Friday, June 19, 2026
Toye Olori
- Liberian refugees began streaming into the offices of the National Commission for Refugees Tuesday to register for the voluntary repatriation programme, which will return some 6000 Liberians to their home.
Jingles on the radio and a broadcast video of Liberian President Charles Taylor appealing to Liberians to return home and help rebuild the country, have been part of the repatriation exercise which officially starts on Wednesday.
“Every Liberian refugee in Nigeria is expected to register for the exercise and is expected to leave the country, because the situation which made them refugees is no longer there,” one official, who declined to be named, told IPS Tuesday.
“But those who are not willing to go back home, must give genuine reasons, which should be passed in writing through the National Commission For Refugees (NCFR) or the United Nations High Commissioner for Refugees (UNHCR), to the Nigerian immigration service,” the official added.
“Although the refugees are eager to go back home, as in all refugee situations, for convenience or political reasons, some cannot return, “said Guenet Guebre-Christos, the UNHCR representative in Nigeria. “Such cases will be examined by the Nigerian government and they may continue to enjoy asylum.”
She told journalists here Tuesday that those Liberians who remain in Nigeria, will no longer be considered as refugees.
As part of the repatriation programme, NCFR and UNHCR officials began in late February, a programme to provide the Liberian refugees and officials within both agencies with information to facilitate the repatriation programme.
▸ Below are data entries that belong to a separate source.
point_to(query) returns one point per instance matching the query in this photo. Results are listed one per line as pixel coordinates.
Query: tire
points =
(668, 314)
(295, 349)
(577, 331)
A workshop for NCFR and UNHCR protection and counselling officers, non-governmental organisations, immigrations, customs and security officials has been held. And, Liberian refugees at Oru camp, some 95 kilometres northeast of Lagos, have received counselling, briefings, and viewed a video on voluntary repatriation.
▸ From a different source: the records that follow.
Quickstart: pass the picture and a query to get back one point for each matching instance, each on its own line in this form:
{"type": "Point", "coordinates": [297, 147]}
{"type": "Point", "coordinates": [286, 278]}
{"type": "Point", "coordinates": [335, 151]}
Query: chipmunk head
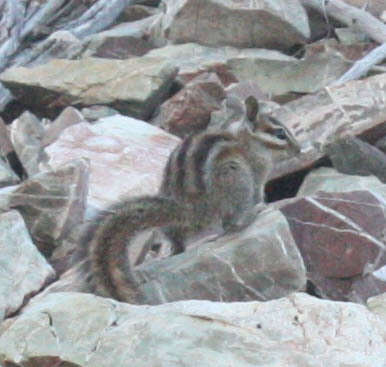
{"type": "Point", "coordinates": [266, 129]}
Oru was set up by the Nigerian government for Liberians fleeing their country in 1990.
The UNHCR and several non-governmental organisations will provide the refugees with food and other basic amenities for their departure and on arrival in Liberia, Guebre-Christos said.
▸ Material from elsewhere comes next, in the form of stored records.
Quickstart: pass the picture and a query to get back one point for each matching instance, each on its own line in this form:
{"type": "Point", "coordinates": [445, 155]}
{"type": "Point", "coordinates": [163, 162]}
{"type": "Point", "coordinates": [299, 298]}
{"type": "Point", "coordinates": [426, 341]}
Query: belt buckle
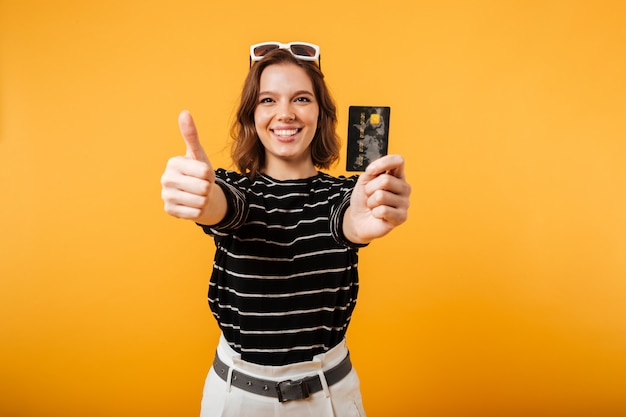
{"type": "Point", "coordinates": [292, 390]}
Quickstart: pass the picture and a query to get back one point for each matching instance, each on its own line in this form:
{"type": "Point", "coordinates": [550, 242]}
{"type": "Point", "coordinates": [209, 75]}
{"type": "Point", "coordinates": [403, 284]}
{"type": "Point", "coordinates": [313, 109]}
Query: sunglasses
{"type": "Point", "coordinates": [301, 50]}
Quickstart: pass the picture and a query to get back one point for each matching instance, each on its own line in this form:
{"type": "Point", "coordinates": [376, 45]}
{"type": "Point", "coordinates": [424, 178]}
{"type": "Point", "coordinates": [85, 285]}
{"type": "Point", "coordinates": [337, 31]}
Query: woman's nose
{"type": "Point", "coordinates": [286, 113]}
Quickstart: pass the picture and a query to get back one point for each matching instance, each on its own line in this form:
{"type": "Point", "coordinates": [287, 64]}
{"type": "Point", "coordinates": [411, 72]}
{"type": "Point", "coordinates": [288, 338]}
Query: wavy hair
{"type": "Point", "coordinates": [248, 154]}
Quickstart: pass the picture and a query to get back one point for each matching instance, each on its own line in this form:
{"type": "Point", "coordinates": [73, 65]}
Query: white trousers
{"type": "Point", "coordinates": [343, 399]}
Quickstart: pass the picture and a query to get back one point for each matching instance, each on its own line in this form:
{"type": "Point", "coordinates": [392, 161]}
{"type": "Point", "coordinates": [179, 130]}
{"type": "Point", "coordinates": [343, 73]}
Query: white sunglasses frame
{"type": "Point", "coordinates": [287, 46]}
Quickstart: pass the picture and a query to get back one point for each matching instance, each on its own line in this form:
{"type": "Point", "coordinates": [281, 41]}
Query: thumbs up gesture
{"type": "Point", "coordinates": [188, 183]}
Inside Liberia, UNHCR , the United Nations Development Programme (UNDP), the United Nations Children’s Fund (UNICEF), and others, have already started to assist the government to rebuild roads, clinics, hospitals, schools and other infrastructure destroyed during that country’s protracted civil war.
“Given the magnitude of the problem on the ground, the UNHCR has been given the mandate to participate in the rehabilitation programme,” Guebre-Christos said.
” We will also document children who have no parents in Liberia, but at this point, we will not repatriate such children,” she said.
“We will first try and locate their relations in Liberia before moving them. If no relation is found, then the Liberian government will be approached to take care of them,” Guebre- Christos said.